Our data suggest that in non-CF, non-Kartagener’s chronic respiratory disease, when there is difficulty to confirm PCD diagnosis with standard diagnostic tests, genetic testing must be undertaken, at least for the RSPH9 gene and perhaps other genes that encode for mild alterations in cilia ultrastructure and motility and cause atypical clinical manifestations. When definitive diagnosis is made, appropriate follow-up with regular surveillance of pulmonary function and respiratory microbiology as well as use of antibiotics targeted to pathogens, can prevent or minimize many of the disease consequences, which build up from childhood to adulthood. Similar approaches for expanding diagnostic screening in wider groups with respiratory disease for recovery of possible PCD patients have been proposed by previous reports on RSPH9-associated PCD disease (13).

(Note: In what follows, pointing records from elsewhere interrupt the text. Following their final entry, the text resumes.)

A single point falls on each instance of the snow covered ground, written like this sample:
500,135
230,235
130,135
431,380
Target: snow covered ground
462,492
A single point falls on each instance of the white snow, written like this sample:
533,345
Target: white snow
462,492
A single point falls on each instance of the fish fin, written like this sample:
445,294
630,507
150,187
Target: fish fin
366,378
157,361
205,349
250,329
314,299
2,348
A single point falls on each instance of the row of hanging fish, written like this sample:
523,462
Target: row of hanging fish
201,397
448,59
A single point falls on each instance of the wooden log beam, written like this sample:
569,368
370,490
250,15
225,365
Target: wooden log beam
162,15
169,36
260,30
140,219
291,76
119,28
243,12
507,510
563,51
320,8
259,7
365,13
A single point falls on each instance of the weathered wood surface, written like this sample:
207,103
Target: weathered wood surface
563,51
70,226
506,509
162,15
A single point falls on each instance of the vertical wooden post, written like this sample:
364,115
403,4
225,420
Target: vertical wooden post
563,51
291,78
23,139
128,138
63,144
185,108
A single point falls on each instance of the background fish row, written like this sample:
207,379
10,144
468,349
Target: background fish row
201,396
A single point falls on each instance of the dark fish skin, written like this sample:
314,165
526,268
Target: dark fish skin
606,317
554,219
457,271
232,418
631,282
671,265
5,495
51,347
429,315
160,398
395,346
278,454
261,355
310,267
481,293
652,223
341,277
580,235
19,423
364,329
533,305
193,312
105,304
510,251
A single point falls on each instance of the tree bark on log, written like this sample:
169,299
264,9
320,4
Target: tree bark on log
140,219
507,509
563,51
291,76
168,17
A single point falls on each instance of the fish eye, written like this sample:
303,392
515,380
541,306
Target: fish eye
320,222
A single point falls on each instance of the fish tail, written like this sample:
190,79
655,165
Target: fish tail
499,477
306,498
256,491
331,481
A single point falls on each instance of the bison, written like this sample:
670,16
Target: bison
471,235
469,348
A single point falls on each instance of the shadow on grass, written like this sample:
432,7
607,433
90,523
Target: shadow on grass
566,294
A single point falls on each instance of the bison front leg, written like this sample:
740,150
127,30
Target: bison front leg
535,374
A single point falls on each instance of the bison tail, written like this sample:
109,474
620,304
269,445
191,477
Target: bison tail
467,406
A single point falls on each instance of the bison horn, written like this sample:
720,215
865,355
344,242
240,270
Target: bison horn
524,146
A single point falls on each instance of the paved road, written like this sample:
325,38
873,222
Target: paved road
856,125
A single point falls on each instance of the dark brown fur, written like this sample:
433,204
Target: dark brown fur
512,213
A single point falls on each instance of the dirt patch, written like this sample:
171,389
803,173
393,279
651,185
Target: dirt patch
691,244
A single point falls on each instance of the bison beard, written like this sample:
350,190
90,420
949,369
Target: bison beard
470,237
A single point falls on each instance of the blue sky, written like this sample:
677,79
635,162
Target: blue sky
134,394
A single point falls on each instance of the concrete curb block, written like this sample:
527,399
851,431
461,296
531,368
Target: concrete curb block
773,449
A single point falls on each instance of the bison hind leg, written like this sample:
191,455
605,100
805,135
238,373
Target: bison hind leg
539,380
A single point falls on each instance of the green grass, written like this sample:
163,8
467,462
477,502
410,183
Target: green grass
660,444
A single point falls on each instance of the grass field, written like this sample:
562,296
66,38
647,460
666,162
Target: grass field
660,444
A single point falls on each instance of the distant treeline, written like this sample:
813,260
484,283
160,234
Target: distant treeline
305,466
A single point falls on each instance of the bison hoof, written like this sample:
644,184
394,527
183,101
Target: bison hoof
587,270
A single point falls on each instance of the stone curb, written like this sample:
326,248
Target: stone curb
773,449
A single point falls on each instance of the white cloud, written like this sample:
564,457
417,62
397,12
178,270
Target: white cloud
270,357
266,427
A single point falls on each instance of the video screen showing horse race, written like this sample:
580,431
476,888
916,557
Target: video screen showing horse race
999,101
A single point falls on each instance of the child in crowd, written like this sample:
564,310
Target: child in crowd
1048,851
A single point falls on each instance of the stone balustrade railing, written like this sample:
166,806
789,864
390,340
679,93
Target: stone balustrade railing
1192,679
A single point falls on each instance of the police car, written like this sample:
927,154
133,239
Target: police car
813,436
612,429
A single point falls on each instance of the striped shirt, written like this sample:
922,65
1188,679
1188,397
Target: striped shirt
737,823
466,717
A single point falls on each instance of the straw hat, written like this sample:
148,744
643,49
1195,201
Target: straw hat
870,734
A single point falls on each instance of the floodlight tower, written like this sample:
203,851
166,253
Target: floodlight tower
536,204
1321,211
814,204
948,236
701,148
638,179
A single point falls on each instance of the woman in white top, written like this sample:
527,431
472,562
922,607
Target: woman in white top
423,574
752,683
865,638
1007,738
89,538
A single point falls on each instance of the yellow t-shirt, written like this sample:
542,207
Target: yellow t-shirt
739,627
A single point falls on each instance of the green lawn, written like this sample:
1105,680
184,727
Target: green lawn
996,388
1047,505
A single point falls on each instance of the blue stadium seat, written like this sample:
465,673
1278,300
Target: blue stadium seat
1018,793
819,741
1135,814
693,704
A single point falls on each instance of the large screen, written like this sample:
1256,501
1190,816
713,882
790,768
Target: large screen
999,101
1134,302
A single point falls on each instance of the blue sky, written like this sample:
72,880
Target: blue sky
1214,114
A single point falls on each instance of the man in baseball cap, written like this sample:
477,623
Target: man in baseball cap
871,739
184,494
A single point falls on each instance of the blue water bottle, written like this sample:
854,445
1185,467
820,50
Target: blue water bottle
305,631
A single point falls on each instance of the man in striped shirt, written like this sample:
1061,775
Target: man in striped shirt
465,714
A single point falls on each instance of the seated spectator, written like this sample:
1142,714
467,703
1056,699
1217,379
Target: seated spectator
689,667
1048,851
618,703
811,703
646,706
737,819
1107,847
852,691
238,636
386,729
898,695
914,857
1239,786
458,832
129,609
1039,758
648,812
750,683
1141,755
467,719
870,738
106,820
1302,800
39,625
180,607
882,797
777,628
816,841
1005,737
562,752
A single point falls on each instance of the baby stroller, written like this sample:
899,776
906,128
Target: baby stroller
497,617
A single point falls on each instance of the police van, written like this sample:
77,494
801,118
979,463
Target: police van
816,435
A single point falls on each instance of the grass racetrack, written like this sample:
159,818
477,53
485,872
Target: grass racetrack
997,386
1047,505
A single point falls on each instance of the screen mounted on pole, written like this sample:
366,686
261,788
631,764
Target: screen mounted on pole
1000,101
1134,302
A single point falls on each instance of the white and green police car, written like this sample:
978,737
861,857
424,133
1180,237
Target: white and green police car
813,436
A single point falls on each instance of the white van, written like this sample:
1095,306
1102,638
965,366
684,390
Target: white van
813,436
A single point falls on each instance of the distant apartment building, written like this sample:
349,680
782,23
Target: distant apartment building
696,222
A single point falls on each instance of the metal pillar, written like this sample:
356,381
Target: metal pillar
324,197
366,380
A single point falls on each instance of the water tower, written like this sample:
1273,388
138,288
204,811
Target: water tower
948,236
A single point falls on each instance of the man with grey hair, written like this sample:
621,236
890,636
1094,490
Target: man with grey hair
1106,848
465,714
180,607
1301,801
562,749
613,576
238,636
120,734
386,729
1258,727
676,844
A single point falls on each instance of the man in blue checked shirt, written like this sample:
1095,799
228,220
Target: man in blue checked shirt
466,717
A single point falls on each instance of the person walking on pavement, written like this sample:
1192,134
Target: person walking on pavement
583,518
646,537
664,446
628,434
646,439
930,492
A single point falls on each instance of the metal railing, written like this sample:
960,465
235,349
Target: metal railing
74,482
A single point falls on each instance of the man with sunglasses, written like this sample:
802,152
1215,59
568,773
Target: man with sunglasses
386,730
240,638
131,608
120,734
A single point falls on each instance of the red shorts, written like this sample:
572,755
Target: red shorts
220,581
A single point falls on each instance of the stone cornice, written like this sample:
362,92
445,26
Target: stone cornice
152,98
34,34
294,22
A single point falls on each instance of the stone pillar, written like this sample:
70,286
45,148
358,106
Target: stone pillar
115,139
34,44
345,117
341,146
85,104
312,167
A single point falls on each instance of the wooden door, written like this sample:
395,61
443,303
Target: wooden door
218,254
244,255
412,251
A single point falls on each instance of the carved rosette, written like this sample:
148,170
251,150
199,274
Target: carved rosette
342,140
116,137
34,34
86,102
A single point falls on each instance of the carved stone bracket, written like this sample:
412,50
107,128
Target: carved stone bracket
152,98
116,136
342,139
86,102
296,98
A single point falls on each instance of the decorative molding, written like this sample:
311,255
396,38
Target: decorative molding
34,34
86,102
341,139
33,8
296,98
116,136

The relatively small number of the presented cases is a limitation for our study. This is largely inherent in PCD studies due to the high number of the involved genes and the rarity of the cases attributed to a specific new mutation, which does not allow for statistical comparisons of the clinical phenotypic features. However, we feel that even the descriptive presentation of the diverse clinical characteristics relating to this new mutation has important implications. It is evident that further studies are required to elicit genotype-phenotype associations in PCD, as well as larger studies to assess the phenotypic variability in patients with the same genotypic alterations in PCD-associated genes. These studies are expected to be more complex than similar studies performed previously in CF (34,35) due to the many genes that are implicated in PCD causation. Nevertheless, the recent establishment of large international PCD registries (36,37) with several thousands of PCD patients offers the potential for such studies in the near future.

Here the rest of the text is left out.